>    What the last sentence of the paragraph was trying to say is that if
>    there is a large change in the timestamp from one packet to the next,
>    but the sequence number only increments by one, then the receiver
>    knows that no packets were lost and that the gap in time was due to
>    intentional discontinuous transmission.

OK, it's good to know that transmitters will be keeping sequence number
consistency. :-) The problem in the above described situation is that the
*receiver* won't know this until it receives the packet after the gap,
which could be a long time, well longer than the depth of the receiver's
jitter buffer. So, when the receiver's jitter buffer underflows, it has
no way of distinguishing between:
1. the transmitter detected silence and just didn't bother to send any
packets, and the receiver should play out silence; and
2. the network is congested, packets are getting lost, and the receiver
should interpolate audio in an attempt to preserve audio quality.

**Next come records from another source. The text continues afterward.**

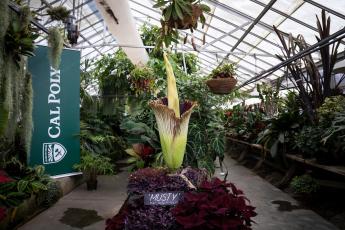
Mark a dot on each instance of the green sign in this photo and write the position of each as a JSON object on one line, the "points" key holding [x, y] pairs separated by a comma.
{"points": [[55, 140]]}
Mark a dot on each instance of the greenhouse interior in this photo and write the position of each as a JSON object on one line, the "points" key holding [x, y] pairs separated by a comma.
{"points": [[172, 114]]}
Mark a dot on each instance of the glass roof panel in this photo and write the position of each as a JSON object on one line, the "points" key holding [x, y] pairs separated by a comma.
{"points": [[230, 20]]}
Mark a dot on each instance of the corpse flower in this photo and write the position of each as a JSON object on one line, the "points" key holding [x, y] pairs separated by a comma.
{"points": [[172, 119]]}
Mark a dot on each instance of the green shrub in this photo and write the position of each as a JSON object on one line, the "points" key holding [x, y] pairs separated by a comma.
{"points": [[304, 184]]}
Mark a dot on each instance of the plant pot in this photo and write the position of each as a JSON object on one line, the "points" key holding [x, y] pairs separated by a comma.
{"points": [[91, 185], [221, 85], [189, 21]]}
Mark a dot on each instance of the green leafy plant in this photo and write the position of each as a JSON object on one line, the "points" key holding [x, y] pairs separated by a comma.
{"points": [[24, 182], [269, 96], [58, 13], [20, 36], [142, 79], [55, 42], [179, 14], [93, 165], [226, 70], [304, 184], [331, 106], [308, 141], [312, 85]]}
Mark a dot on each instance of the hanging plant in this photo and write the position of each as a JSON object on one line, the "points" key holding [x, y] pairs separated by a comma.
{"points": [[59, 13], [20, 36], [179, 15], [223, 79], [27, 107], [142, 79], [55, 42]]}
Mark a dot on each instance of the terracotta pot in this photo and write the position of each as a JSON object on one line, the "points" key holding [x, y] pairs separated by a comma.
{"points": [[221, 85]]}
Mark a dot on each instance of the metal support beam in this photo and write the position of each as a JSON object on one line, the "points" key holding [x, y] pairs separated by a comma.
{"points": [[149, 16], [224, 35], [287, 16], [263, 12], [217, 48], [326, 9], [241, 14], [339, 35]]}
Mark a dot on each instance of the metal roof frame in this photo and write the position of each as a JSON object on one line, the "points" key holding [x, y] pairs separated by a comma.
{"points": [[217, 41]]}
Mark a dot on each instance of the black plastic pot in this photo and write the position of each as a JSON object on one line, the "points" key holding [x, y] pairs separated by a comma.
{"points": [[91, 185]]}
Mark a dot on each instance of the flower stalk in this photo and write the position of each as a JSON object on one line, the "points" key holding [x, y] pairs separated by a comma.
{"points": [[172, 121]]}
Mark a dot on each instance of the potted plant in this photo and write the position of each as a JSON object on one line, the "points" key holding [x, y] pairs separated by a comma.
{"points": [[180, 15], [92, 165], [142, 79], [222, 79]]}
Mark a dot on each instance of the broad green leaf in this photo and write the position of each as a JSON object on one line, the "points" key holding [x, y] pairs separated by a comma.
{"points": [[22, 185]]}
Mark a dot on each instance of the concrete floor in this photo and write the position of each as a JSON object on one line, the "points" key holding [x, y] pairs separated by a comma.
{"points": [[112, 192], [267, 199], [106, 201]]}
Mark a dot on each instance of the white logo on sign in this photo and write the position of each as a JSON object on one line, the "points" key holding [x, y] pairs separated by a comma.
{"points": [[53, 152]]}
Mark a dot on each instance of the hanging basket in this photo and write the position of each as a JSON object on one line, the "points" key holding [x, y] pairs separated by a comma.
{"points": [[189, 21], [221, 85]]}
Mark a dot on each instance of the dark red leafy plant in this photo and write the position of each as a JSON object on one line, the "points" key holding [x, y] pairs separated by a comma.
{"points": [[2, 213], [215, 205], [134, 215]]}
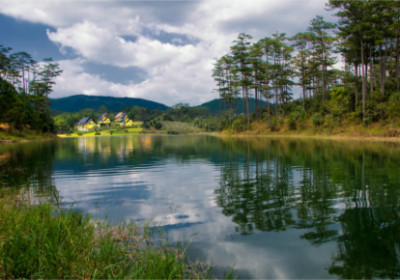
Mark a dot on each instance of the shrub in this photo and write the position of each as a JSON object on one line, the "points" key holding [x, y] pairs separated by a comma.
{"points": [[292, 122], [317, 119], [273, 124], [239, 124]]}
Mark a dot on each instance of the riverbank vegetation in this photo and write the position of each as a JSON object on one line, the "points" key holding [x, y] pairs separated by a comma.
{"points": [[44, 241], [25, 85], [362, 93]]}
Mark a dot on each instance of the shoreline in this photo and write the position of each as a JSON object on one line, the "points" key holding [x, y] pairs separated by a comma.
{"points": [[316, 137]]}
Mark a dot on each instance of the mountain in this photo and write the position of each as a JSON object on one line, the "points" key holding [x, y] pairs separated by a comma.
{"points": [[76, 103], [215, 106]]}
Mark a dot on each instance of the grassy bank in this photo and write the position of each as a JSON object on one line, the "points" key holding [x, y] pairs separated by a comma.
{"points": [[106, 132], [165, 127], [389, 130], [43, 241]]}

I hope you can all agree with me that action 2., above, is common practice
whether explicit VAD and CN is being used and not. Beyond that, many would
say that action 2. is extremely desirable, that the technique used to
accomplish it is a key differentiator of their product(s), and that for
the general good of VoIP maybe should be considered a recommended practice.

But the general tone of your comment above, and elsewhere in the same
lead me to believe that you (and possibly others) do not support this, that
you support *always* simply playing out silence if a packet is not
for playout at the required time (when the jitter buffer underflows).

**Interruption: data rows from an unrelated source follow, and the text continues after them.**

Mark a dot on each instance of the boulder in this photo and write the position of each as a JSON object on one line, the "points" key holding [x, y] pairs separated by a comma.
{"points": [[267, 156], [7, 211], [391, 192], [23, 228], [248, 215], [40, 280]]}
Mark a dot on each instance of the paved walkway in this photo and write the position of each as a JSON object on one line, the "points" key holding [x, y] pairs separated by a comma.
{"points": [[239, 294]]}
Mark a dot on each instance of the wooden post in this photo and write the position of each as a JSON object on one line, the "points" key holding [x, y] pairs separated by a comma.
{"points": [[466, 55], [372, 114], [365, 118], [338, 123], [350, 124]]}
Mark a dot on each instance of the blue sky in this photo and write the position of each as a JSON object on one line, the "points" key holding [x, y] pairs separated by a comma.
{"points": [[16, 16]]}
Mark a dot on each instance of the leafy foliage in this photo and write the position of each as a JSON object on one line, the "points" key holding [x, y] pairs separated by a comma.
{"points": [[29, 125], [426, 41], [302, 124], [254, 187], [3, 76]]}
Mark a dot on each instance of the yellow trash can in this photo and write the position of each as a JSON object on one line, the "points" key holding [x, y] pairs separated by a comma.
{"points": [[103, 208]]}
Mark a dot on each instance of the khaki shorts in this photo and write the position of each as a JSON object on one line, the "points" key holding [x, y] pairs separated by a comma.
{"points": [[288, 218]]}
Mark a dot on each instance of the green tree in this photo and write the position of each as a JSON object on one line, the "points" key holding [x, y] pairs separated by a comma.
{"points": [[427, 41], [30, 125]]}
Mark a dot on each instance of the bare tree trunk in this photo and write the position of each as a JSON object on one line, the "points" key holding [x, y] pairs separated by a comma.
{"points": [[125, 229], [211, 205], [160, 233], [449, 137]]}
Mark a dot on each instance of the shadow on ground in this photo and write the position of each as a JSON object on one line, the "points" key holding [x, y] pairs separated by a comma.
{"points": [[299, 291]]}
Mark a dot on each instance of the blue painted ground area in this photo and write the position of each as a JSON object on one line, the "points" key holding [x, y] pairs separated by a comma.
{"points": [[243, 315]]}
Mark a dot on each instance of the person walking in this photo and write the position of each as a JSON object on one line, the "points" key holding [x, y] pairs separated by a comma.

That's fine and dandy as your personal view. But the suggested language of
the section of the RFC that you wrote would "standardize" this behavior in
the face of extensive use of exactly the opposite behavior.

The purpose of the comfort noise coding is *exactly* to allow the receiver
to distinguish between cases 1. and 2., above. True, if packets are lost
they could just as well have been CN packets as not (But if the last packet
not lost was a CN packet, the receiver would interplotate comfort noise.).
True, CN packets consume more bandwidth that sending nothing (But less than
sending CODEC encoded near-silence.). Ya want to eliminate that bandwidth
a potential loss of audio quality when packets are lost, fine, don't
implement or advertise support of CN.

I think before this RFC can go forward, we need to clear this up. I think
the best we can and must say is that if packets aren't received in time,
the result is receiver implementation independent (Interpolate if ya want;
play silence if ya want; play "Yankee Doodle" if ya want. Let the
marketplace decide if they like interpolation, silence, or "Yankee Doodle"
better.). I don't think we can say, or imply, or leave open to
interpretation sans a statement to the contrary, that the intended action
when packets are not received in time is to *always* play silence.